O Carnaval carioca de 2026 foi marcado por fortes emoções e homenagens. Fabíola de Andrade, rainha de bateria da Mocidade Independente de Padre Miguel, desfilou na Marquês de Sapucaí lidando com a ausência do marido, Rogério de Andrade, enquanto a escola homenageou Rita Lee, emocionando o público e o viúvo da cantora, Roberto de Carvalho.

Fonte: VEJA
Fabíola de Andrade enfrenta a ausência do marido
Pouco antes de brilhar na avenida, Fabíola de Andrade comentou sobre a prisão do marido, Rogério de Andrade, que está detido desde outubro de 2024 na Penitenciária Federal de Campo Grande, acusado de ser o mandante do assassinato de Fernando Iggnácio. Ela garantiu que a situação não interfere em seu desempenho. “Cada um tem seu brilho e isso jamais vai me apagar. Nada me apaga”, afirmou a rainha de bateria.
Fabíola revelou que mantém contato constante com Rogério. “Posso enviar fotos. São cinco fotos por semana. E vou mostrar depois que tiverem fotos bonitas. Eu sempre tento passar uma energia boa e positividade para ele. Acho que é isso que o deixa firma”, compartilhou.
Homenagem a Rita Lee emociona na Sapucaí
A Mocidade Independente de Padre Miguel escolheu homenagear Rita Lee, a “Padroeira da Liberdade”, com um desfile que celebrou a trajetória, irreverência e importância da cantora para o rock brasileiro. A apresentação percorreu diferentes fases da vida da artista, desde os Mutantes até sua carreira solo.

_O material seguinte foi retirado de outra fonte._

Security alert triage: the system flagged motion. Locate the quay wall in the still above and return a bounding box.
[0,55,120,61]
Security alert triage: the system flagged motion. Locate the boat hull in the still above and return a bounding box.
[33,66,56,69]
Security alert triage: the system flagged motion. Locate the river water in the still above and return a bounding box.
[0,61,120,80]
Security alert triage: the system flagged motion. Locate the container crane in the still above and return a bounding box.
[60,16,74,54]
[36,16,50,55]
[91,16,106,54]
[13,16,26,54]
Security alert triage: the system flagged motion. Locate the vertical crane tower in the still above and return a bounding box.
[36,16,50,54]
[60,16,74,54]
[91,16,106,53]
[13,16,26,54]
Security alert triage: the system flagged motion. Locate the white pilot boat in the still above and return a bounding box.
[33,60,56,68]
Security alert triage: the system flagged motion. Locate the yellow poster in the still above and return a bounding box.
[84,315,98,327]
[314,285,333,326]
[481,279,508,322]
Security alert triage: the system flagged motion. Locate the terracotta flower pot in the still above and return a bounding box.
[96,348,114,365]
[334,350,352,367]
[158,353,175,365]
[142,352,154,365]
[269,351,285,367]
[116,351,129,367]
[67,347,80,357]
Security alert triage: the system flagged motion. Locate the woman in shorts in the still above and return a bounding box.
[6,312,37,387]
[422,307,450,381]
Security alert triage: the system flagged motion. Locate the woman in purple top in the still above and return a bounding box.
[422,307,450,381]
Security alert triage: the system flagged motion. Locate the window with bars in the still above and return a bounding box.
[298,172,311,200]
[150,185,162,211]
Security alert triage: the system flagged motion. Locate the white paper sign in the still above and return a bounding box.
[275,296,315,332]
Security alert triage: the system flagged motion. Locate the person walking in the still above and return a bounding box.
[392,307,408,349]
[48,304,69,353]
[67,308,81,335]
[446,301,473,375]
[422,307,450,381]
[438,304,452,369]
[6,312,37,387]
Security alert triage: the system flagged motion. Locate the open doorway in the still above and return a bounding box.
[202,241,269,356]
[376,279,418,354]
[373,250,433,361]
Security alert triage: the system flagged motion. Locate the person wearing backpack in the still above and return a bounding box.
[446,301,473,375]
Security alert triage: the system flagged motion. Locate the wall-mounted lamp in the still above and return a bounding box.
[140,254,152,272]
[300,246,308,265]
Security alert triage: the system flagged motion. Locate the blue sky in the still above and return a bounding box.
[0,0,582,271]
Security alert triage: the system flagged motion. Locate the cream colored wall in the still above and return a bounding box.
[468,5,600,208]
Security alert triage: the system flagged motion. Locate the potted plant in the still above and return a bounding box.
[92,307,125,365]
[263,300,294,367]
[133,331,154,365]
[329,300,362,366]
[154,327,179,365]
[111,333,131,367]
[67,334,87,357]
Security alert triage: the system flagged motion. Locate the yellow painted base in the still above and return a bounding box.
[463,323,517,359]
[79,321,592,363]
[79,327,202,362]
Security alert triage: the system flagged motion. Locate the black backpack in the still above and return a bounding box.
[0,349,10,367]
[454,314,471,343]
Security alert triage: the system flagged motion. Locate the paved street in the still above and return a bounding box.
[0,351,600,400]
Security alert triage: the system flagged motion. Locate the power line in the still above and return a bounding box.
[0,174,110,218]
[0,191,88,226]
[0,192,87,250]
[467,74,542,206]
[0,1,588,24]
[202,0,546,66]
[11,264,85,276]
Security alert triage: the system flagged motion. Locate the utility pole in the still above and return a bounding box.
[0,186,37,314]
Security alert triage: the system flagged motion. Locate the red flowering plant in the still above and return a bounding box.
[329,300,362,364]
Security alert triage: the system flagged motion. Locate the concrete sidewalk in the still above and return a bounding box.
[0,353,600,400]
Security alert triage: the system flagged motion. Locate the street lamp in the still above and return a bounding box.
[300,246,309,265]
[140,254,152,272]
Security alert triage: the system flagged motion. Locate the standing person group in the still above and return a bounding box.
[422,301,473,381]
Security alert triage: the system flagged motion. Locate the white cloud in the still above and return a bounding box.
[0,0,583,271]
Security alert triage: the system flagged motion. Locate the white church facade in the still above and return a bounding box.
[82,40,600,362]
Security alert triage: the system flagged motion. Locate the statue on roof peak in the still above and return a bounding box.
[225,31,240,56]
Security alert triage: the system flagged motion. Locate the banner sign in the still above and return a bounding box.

O toque espacial de Rita Lee
Uma das alas do desfile chamou a atenção por sua referência ao fascínio de Rita Lee por temas espaciais. A cantora, que faleceu em maio de 2023, sempre demonstrou interesse por discos voadores e ufologia, influência de seu pai, Charles Jones, que era entusiasta do assunto. Essa paixão se refletiu em músicas como “Disco Voador”, que explicita a curiosidade da cantora por fenômenos extraterrestres.
“Da minha janela vejo uma luz, brilhando no céu da terra, é azul, é azul, não é avião, não é estrela, aquela é a luz de um disco voador”.
Emoção forte de Roberto de Carvalho
Roberto de Carvalho, viúvo e parceiro musical de Rita Lee, desfilou no último carro alegórico da Mocidade. Ao final da apresentação, já na Apoteose, o músico precisou de atendimento médico devido à forte emoção. Visivelmente abalado com a homenagem, ele foi medicado e liberado pouco depois, mostrando o impacto da lembrança da cantora.
A homenagem a Rita Lee no Carnaval do Rio de Janeiro não apenas celebrou a vida e obra da artista, mas também emocionou profundamente aqueles que a amavam, demonstrando o legado duradouro da "Padroeira da Liberdade" na cultura brasileira. Como será que as homenagens à cantora continuarão a influenciar a arte e o entretenimento nos próximos anos?